El carcelero me agarró por el brazo.

– ¡Levántate! -gritó mientras me obligaba a ponerme de pie.

– Ti, escúchame bien -exclamó papá-. Ve a ver al sultán con Sofía -me dijo-. El sultán cuidará de vosotros. Hace años prometió que lo haría y no es un hombre que suela faltar a su palabra.

– Papá -respondí-, no voy a dejarte.

– Debes hacerlo. Espero que cuides de ti mismo a partir de ahora. ¡Debes darle una buena vida a ese nieto mío!

Maldije al carcelero y al cura mientras me sacaban a rastras de la celda. No paré de gritar ni siquiera cuando ya me habían dejado en la calle y no podía sino mirar las puertas cerradas por las que no podía volver a pasar ningún prisionero sin aceptar antes a Jesucristo como salvador.

Durante dos días intenté convencerme de que papá no tomaría el veneno. Pero a última hora de la tercera mañana, el padre Antonio vino a nuestra casa a informarnos muy apenado de que papá había muerto. Fue el 4 de noviembre de 1591. En la paz de mi corazón, tan escondido que incluso el lamento de mi hermana parecía distante, pensé: «No seremos capaces de continuar con nuestras vidas…».

Si existiera algún tipo de justicia, mis gritos habrían levantado todos los adoquines de las calles de Goa y habrían caído todas las casas hechas pedazos. ¿Qué derecho tenía el mundo a mostrarse tan indiferente ante nuestro destino?

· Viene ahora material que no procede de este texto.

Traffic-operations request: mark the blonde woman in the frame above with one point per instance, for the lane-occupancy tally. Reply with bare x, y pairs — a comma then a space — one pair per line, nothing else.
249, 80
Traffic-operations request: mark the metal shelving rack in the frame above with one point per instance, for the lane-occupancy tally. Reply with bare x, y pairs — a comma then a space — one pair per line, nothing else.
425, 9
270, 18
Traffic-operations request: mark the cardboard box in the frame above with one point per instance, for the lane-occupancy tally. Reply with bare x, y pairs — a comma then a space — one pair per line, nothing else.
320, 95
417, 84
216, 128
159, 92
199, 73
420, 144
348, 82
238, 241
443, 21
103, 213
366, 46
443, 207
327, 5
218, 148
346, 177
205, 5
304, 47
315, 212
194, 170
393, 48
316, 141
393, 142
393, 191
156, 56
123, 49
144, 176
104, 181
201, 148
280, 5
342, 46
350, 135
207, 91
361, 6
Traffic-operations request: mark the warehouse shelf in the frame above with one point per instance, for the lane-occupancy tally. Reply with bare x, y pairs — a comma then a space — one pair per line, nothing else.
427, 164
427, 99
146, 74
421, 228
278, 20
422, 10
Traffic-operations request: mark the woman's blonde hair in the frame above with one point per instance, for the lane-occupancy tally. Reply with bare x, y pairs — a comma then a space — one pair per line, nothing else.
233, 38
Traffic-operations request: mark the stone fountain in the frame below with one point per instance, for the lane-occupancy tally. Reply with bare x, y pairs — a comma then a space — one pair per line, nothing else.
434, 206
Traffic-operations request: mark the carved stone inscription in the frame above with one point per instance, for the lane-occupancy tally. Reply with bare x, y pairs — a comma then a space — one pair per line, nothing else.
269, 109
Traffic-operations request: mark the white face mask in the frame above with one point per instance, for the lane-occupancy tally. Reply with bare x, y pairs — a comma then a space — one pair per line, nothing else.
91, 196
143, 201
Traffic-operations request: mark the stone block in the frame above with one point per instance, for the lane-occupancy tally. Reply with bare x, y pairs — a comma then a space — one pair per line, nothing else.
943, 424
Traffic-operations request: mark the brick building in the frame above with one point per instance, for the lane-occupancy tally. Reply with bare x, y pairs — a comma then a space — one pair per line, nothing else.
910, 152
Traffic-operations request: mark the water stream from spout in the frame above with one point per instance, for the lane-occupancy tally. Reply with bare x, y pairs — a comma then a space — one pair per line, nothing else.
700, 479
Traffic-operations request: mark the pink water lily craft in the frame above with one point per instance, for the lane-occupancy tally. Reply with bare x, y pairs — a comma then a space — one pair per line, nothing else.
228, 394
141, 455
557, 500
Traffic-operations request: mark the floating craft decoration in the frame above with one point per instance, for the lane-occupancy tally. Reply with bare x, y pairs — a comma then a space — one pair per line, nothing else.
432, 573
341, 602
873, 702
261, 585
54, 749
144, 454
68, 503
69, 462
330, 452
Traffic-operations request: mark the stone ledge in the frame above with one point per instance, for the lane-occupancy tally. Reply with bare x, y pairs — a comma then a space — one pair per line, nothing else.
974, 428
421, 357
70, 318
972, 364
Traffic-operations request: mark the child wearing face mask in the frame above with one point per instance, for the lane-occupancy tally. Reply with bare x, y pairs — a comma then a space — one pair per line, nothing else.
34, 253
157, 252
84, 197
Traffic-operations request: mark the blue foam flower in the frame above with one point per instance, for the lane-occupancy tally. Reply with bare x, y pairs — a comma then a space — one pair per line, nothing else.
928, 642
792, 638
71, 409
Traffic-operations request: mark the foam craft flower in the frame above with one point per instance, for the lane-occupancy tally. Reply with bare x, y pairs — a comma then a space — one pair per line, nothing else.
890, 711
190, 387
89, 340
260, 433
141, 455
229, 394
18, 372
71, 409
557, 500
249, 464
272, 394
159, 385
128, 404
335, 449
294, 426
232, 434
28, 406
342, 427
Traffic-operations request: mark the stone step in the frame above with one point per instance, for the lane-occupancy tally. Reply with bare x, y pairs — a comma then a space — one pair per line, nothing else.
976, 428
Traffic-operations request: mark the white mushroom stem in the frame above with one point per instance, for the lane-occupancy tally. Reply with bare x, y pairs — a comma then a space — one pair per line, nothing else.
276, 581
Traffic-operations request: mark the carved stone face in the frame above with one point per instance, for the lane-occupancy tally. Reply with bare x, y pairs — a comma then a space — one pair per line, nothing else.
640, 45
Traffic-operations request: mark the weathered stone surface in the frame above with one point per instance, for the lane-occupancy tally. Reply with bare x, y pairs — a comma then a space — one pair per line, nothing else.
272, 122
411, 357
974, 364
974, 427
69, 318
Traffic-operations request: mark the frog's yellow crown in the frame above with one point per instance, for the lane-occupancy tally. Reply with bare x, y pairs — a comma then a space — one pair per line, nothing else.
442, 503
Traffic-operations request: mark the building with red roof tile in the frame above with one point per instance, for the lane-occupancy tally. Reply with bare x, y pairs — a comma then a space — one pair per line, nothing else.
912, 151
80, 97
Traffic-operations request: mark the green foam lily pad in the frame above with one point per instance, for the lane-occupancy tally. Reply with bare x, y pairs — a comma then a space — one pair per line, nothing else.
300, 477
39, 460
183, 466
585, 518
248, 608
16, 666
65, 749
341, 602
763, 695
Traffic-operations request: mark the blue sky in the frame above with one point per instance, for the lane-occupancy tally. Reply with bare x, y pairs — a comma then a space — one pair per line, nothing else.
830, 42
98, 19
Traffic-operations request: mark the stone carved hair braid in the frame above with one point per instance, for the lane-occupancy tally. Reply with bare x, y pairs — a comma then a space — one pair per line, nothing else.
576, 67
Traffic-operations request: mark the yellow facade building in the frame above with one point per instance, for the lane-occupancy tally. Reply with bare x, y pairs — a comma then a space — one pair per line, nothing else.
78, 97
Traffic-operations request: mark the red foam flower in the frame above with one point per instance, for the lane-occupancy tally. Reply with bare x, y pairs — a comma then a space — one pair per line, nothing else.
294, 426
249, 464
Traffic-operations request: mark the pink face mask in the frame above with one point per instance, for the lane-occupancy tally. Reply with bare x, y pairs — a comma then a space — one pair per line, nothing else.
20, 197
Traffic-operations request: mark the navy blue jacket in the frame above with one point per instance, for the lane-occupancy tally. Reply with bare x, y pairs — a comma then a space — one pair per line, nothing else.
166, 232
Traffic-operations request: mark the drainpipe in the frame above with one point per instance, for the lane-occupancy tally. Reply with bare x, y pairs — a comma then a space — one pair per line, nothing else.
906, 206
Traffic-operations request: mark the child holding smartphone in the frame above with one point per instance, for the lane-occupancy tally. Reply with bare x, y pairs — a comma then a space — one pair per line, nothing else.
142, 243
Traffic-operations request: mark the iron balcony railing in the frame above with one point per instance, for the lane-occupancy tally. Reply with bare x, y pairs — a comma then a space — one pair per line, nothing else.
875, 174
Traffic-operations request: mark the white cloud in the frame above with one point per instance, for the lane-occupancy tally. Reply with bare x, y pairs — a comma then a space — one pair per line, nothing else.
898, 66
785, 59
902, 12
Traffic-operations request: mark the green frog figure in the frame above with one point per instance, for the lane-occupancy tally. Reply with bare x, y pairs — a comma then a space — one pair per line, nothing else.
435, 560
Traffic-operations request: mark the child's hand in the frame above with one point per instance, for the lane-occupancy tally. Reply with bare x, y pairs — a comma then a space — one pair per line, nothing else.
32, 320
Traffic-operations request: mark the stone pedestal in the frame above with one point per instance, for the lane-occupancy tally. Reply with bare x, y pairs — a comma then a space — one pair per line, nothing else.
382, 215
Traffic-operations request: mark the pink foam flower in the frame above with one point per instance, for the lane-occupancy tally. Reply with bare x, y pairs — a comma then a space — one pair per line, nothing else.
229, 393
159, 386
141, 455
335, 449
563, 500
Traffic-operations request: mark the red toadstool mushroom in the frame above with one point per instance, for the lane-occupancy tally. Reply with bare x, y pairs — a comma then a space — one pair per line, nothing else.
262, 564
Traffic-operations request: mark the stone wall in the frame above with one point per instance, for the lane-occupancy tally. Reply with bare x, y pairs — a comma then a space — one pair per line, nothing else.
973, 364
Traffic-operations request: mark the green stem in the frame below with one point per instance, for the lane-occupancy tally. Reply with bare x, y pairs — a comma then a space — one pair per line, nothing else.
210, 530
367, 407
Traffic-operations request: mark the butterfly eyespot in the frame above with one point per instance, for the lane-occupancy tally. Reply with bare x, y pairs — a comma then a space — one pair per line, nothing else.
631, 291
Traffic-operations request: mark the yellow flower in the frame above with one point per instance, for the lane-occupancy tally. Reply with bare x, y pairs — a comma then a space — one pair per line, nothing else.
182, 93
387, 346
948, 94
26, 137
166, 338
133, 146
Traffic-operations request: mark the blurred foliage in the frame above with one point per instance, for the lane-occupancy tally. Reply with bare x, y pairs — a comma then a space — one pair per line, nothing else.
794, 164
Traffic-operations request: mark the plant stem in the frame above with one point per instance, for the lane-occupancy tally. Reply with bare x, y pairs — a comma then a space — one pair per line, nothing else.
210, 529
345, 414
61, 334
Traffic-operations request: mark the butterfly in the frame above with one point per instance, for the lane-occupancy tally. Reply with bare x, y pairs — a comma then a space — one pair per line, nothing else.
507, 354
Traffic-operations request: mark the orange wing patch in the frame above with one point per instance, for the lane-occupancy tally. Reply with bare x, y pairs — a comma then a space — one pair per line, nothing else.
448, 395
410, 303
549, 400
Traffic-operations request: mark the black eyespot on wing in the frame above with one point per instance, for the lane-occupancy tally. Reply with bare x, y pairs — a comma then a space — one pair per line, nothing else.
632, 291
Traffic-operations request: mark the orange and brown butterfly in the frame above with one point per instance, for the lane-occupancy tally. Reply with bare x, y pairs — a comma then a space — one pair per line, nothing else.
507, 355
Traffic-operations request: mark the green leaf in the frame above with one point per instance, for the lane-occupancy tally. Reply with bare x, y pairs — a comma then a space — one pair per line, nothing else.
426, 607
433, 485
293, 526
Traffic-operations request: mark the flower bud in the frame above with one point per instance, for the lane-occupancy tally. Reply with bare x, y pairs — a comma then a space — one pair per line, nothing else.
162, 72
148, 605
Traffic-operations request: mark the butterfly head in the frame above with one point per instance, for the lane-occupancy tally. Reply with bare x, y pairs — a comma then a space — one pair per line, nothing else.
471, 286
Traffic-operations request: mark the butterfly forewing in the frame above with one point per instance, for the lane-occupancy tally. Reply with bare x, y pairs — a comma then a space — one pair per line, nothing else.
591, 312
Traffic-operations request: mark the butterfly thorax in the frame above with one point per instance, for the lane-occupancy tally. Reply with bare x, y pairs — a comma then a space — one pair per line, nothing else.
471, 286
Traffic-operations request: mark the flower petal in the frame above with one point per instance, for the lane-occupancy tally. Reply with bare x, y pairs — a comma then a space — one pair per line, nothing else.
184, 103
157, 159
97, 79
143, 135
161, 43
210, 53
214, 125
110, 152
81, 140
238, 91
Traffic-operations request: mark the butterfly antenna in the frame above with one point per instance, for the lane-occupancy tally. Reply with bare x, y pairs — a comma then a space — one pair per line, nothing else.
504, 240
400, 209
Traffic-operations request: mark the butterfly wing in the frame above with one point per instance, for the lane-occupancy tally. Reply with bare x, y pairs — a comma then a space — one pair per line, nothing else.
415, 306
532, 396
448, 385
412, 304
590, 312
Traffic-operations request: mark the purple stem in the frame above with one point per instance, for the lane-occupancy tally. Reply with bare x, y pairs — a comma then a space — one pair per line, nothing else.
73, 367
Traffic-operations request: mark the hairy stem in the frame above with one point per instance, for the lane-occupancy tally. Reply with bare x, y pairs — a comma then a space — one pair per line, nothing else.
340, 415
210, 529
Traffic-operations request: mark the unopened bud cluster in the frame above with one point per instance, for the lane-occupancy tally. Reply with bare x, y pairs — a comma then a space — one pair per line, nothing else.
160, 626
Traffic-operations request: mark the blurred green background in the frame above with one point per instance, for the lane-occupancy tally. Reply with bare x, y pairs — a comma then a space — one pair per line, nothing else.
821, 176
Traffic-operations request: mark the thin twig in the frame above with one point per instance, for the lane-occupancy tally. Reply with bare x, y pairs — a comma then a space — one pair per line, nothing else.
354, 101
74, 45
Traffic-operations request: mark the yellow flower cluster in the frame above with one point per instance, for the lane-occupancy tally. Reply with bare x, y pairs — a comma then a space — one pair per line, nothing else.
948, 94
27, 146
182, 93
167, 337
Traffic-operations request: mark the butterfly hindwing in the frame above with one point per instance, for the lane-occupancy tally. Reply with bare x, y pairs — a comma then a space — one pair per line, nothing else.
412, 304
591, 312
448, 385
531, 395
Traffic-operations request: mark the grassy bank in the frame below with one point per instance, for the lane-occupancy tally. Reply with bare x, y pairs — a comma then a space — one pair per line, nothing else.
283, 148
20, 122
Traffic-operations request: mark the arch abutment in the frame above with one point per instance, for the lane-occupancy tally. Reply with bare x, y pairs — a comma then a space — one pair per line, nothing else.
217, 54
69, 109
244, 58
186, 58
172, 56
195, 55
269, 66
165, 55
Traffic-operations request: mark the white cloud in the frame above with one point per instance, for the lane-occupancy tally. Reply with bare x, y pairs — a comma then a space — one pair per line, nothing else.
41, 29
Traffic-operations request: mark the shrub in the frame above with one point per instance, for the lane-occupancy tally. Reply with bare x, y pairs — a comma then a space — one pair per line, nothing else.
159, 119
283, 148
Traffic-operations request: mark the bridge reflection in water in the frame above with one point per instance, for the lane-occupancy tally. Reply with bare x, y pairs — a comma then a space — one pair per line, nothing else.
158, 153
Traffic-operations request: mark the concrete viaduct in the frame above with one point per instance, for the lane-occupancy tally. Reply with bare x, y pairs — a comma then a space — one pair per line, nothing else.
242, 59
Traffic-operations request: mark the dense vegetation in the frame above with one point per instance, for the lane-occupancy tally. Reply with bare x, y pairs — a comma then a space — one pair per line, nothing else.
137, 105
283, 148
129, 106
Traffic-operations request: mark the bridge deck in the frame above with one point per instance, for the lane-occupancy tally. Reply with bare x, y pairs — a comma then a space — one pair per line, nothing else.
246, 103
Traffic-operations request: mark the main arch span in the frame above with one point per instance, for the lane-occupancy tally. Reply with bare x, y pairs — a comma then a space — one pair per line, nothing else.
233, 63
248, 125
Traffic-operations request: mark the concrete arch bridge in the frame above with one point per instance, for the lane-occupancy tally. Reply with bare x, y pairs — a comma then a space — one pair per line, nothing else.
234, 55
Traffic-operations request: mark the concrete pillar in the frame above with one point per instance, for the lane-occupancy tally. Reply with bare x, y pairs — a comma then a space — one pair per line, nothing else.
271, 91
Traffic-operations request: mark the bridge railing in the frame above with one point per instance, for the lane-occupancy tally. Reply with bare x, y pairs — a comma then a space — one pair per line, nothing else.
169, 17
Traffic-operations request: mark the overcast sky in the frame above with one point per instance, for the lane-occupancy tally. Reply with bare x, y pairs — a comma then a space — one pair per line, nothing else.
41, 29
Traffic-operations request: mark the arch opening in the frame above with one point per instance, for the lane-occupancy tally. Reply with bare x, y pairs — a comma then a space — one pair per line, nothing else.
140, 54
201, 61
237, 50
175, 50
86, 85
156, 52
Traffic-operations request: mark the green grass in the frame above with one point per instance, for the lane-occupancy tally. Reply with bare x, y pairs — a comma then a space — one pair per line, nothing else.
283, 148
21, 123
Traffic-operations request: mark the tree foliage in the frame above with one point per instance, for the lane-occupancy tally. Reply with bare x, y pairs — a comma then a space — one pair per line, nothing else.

Wadi fue muy amable tanto con Sofía como conmigo, pero la tía María, arrodillándose delante de mi hermana, no tardó en decir algo que me haría creer que, aunque no fuera ella la responsable de la muerte de papá, tampoco le dolía tanto.

– Olvidaréis este momento terrible algún día. Yo os ayudaré a olvidarlo. Todos nos ayudaremos.